Boyd Group Services Inc. (Boyd) recently announced it has entered into an agreement with CIBC Capital Markets, Cormark Securities Inc., Goldman Sachs and National Bank Financial Inc., and joint bookrunners, on behalf of a syndicate of underwriters (collectively, the Underwriters). According to Boyd, it will issue from treasury, and the Underwriters shall purchase on a “bought-deal” basis, 1,100,000 common shares at a price of $183.00 per share.
Boyd intends to use the net proceeds of the offering to fund potential future acquisition opportunities post COVID-19, as well as to further strengthen its balance sheet through either holding cash or debt repayment, and for general corporate purposes.

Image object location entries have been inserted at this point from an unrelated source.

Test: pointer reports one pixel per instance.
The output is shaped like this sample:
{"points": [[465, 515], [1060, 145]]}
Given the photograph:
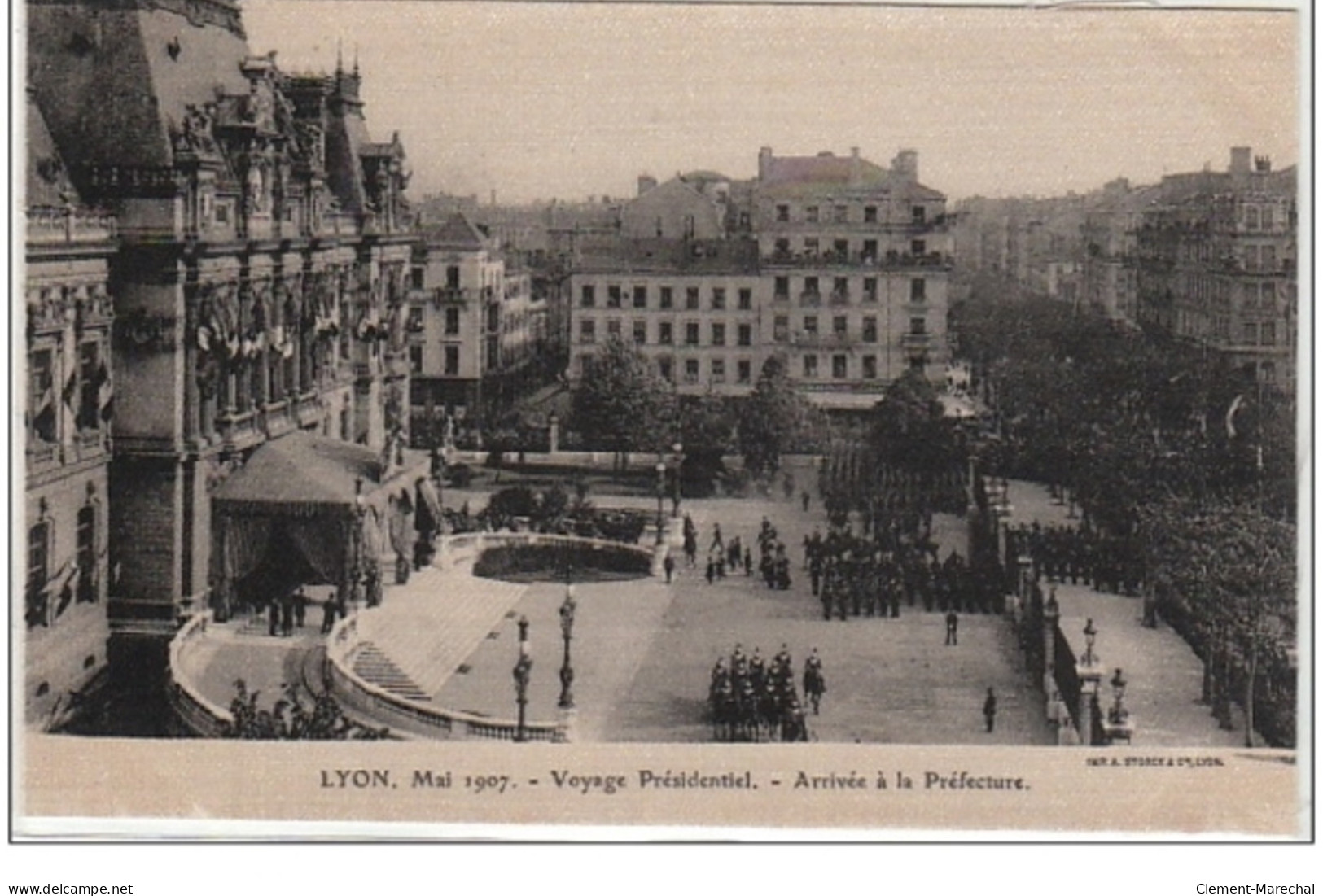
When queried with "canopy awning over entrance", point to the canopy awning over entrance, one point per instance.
{"points": [[315, 510]]}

“We believe there will be many opportunities that come from this crisis, both internal and external, and our strong balance sheet, which will be further strengthened by this financing, will put us in the best possible position to come out of this crisis as a stronger company,” said Tim O’Day, Boyd president and CEO.
According to the company’s previewed report, its sales increased by 12.6% to $628.4 million from $557.9 million when compared to 2019. The company’s net earnings increased 5.9% to $22.7 million, when compared with $21.4 million in the same period last year.
“Our team has undertaken proactive steps to adapt to the current environment, and to maintain our strong financial position,” said O’Day. “We have ample liquidity and we have been able to adjust our business to manage through this challenging situation, while also preparing to ramp back up as the demand for collision repair services begins to rise.”